Mateja Keżman początków w Zenicie Sankt Petersburg nie może zaliczyć do udanych. Jeszcze nie zdążył zadebiutować, a już wdał się w nieporozumienie z kolegą z drużyny. Konflikt wybuchł między nim a Romanem Szyrokowem.
Konflikt zaczął się podczas wewnętrznego sparingu drużyny Zenitu. W jednej z akcji Szyrokow dość agresywnie zaatakował Keżmana. W następnej akcji Serb odwdzięczył mu się pięknym za nadobne. Rosjanin zinterpretował to jako akt zemsty, po czym podszedł do kolegi z drużyny, wydając się gotowy do walki wręcz. Być może doszłoby nawet do bójki, ale zwaśnionych graczy rozdzielił trener Anatolij Dawidow, który przerwał trening, dając piłkarzom ochłonąć.

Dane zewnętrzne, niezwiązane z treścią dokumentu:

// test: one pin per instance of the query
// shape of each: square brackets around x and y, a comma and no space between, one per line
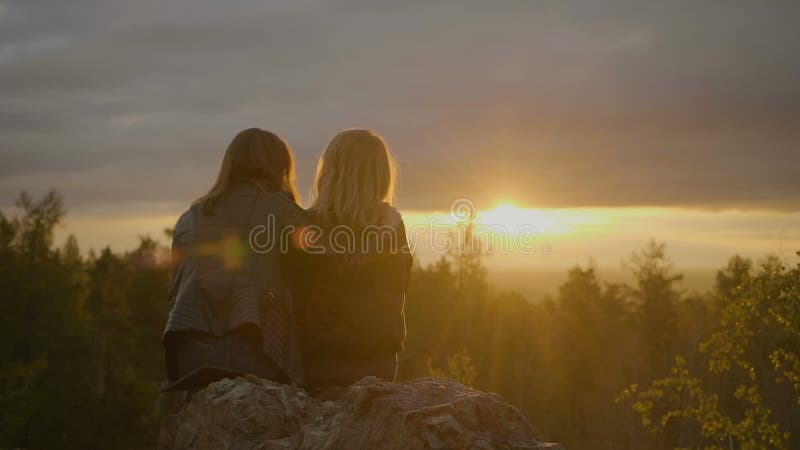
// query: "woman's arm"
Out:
[182,237]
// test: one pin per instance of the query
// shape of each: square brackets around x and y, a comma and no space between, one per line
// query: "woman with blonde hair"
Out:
[231,307]
[352,317]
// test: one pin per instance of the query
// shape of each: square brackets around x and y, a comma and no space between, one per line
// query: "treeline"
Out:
[600,366]
[79,337]
[613,366]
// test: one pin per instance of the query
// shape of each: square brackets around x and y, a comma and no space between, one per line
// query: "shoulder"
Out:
[184,226]
[287,210]
[390,215]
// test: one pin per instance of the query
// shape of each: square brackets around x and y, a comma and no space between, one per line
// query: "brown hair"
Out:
[257,156]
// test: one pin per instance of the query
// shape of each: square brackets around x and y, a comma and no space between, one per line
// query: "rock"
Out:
[427,413]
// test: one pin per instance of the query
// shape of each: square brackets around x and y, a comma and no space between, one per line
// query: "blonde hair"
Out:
[256,156]
[355,175]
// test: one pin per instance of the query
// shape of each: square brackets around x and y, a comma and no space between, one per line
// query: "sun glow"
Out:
[552,221]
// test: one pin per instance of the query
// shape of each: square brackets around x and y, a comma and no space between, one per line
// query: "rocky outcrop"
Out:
[427,413]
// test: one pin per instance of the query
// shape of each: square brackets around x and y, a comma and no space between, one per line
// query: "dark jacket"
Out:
[220,284]
[352,318]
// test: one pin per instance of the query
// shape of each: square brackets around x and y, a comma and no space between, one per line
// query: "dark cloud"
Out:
[547,103]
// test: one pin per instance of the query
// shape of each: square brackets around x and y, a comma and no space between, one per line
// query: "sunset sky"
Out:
[606,123]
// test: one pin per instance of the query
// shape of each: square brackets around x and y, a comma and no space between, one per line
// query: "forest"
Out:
[597,366]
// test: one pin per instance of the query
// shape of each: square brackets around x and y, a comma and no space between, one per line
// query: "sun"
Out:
[550,221]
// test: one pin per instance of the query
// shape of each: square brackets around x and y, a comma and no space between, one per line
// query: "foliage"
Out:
[82,360]
[79,337]
[756,346]
[459,368]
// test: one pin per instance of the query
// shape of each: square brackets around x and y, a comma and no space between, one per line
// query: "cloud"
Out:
[567,103]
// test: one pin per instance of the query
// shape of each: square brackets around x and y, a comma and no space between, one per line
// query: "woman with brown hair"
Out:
[231,306]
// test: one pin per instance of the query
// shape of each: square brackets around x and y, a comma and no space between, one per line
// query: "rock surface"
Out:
[427,413]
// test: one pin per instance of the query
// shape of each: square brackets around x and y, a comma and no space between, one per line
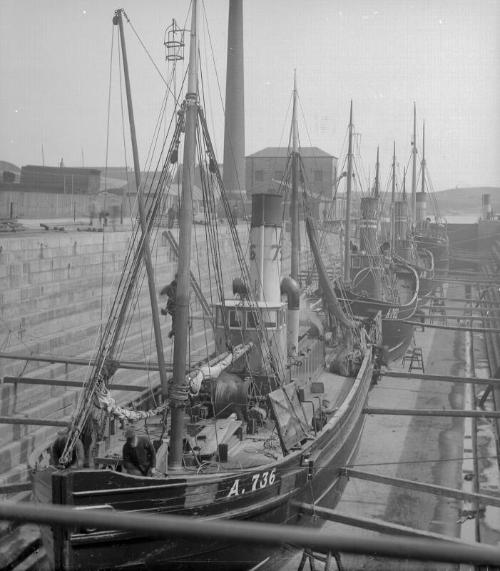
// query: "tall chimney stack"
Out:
[234,130]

– Nic wielkiego się nie zdarzyło. To była sytuacja jak każda inna na treningu. Bójki nie było, piłkarze powiedzieli sobie parę słów, a potem pogodzili się i podali sobie ręce. Nie ma czym się niepokoić. Keżman i Szyrokow wrogami nie będą. Jestem nawet zadowolony, że obaj mają taki wojowniczy charakter. Cieszy mnie to, że obaj pokazują swoją waleczność nie tylko na meczach, ale także na treningach – skomentował sytuację Anatolij Dawidow.